Relapse status at transplant and donor-recipient HLA mismatching or nonidentity are risk factors for pulmonary complications and mortality after HSCT (Box 77-1). Active phase of malignancy, age over 21 years, and receipt of HLA-nonidentical donor marrow are risk factors for respiratory failure after HSCT.

Abnormalities in pretransplant pulmonary function tests (PFTs) may be predictive of subsequent risk of pulmonary complications and mortality. Reduced diffusing capacity and increased alveolar-arterial oxygen gradient are independent risk factors for interstitial pneumonitis and also independently associated with increased early mortality after HSCT.

Patients with elevated levels of transforming growth factor beta (TGF-β) in plasma, TGF-α in bronchoalveolar lavage (BAL) fluid, and granulocyte-macrophage colony-stimulating factor (GM-CSF) in BAL fluid seem to be at increased risk for pulmonary complications. One study showed that elevated pretransplant TGF-β levels in patients with breast cancer undergoing autologous HSCT were associated with increased posttransplant risk of pulmonary toxicity and hepatic venoocclusive disease.

Recipients of allogeneic transplantation have more infection complications than recipients of autografts, not only because of chronic immunosuppression, but also because GVHD itself causes an immunodeficient state by affecting the mucosal surfaces, the reticuloendothelial system, and bone marrow. These factors predispose allogeneic recipients to fatal viral pneumonias, multidrug-resistant bacteria, and invasive fungi. Similarly, bronchiolitis obliterans is almost exclusively seen after allogeneic HSCT.

Time Course

Specific pulmonary complications associated with HSCT tend to occur in a relatively well-defined timeline. The timing and intensity of cytoreductive therapies and the resulting pattern of immune reconstitution influence the duration of these intervals.

Infectious Complications

The overall risk of pulmonary infection in patients receiving HSCT depends on multiple risk factors, including chemotherapy and radiation-induced neutropenia, lung injury induced by the conditioning regimen, rejection in the form of GVHD, local disruption of host defenses, and intensity of pathogen exposure. In addition, HSCT recipients need to develop a functional immune system from donor-derived cells. Although the production of red blood cells, platelets, and granulocytes occurs soon after HSCT, production of lymphocytes, especially T cells, is considerably delayed. In the first 2 years after transplant, serious infections occur in 50% of otherwise uncomplicated transplants from histocompatible sibling donors and in 80% to 90% of matched unrelated donors or histocompatible recipients with GVHD.

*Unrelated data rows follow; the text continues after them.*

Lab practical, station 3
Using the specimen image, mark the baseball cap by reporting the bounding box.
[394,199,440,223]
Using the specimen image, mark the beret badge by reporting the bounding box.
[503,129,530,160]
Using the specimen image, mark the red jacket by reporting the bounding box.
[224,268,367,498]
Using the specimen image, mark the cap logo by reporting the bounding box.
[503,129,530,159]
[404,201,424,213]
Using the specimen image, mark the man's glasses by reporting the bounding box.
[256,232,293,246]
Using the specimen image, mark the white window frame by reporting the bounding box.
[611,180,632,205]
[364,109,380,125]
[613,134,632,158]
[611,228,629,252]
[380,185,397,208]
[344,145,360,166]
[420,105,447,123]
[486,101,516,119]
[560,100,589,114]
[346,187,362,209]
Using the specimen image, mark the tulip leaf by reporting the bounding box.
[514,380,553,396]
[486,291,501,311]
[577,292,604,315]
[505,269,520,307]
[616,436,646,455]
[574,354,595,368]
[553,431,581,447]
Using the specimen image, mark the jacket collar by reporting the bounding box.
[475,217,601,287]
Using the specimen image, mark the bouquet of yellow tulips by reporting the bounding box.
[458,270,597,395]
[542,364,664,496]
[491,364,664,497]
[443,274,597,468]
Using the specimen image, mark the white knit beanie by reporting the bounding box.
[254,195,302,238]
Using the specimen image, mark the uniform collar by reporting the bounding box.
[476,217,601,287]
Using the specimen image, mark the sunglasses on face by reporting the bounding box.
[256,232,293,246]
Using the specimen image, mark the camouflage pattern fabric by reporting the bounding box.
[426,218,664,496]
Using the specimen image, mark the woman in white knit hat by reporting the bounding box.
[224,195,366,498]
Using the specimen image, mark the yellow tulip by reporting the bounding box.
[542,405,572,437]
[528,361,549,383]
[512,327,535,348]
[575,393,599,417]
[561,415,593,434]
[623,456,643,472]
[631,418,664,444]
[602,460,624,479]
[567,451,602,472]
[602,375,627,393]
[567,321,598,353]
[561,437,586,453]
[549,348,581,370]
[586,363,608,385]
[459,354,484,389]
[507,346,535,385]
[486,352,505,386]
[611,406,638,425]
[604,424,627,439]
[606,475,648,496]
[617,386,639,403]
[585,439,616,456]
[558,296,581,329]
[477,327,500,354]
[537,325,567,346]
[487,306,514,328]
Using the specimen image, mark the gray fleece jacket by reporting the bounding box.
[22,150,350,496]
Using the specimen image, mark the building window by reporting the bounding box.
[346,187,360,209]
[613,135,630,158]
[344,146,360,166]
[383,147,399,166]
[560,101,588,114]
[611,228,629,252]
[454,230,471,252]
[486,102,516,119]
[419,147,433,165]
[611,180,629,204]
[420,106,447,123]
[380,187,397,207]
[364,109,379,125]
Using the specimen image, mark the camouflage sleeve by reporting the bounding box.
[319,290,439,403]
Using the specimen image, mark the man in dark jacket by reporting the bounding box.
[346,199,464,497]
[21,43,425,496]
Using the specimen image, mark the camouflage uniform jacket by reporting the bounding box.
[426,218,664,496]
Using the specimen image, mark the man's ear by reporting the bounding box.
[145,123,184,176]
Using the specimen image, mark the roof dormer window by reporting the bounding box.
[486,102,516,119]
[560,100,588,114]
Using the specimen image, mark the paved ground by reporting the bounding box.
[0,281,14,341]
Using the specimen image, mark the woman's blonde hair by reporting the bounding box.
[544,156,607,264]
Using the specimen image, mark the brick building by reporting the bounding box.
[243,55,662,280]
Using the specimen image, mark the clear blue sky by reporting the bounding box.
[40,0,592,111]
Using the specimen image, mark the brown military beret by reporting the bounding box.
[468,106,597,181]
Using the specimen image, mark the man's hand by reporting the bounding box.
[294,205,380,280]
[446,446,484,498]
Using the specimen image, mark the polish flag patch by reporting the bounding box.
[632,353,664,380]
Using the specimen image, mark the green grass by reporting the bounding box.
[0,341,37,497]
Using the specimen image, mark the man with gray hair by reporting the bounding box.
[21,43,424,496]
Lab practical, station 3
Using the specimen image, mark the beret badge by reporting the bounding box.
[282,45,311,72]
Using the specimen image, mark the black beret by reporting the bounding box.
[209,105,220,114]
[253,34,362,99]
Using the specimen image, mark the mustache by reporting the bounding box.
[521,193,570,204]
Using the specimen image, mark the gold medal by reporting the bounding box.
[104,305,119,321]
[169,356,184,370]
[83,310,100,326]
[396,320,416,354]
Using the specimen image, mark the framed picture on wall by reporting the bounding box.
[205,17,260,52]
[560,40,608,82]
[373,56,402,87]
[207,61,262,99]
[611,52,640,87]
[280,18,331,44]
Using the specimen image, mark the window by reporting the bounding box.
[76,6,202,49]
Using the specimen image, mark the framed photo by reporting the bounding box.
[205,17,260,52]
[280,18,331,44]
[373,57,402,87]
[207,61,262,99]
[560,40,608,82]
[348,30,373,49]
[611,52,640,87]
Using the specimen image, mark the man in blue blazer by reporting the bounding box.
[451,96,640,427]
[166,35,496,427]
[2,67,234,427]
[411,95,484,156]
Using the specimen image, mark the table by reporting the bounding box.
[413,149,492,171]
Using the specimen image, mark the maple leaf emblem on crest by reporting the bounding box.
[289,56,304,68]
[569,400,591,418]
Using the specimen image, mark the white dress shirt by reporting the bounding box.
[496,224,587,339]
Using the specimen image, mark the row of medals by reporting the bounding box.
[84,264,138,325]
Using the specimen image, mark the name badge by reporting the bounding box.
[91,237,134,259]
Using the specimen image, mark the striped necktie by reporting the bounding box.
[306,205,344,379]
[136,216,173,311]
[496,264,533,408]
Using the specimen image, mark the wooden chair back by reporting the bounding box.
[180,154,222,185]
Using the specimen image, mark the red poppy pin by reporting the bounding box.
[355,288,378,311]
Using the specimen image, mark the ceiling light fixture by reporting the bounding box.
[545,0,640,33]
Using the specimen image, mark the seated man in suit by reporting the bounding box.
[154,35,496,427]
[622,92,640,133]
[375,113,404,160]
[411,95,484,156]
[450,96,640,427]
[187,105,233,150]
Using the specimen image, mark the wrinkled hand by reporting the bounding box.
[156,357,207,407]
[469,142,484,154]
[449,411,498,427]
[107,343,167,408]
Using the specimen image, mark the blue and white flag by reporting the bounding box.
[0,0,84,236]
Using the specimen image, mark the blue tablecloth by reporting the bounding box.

Supportive care in the posttransplant period has changed the microbiology of pneumonia. Prophylactic administration of trimethoprim-sulfamethoxazole (TMP-SMX), antivirals, antifungals, and fluoroquinolones has decreased the incidence of Pneumocystis jirovecii, CMV, herpes simplex, and Candida albicans infections (Box 77-2). Resistant gram-negative and gram-positive bacteria, viruses, and other fungi remain important pathogens.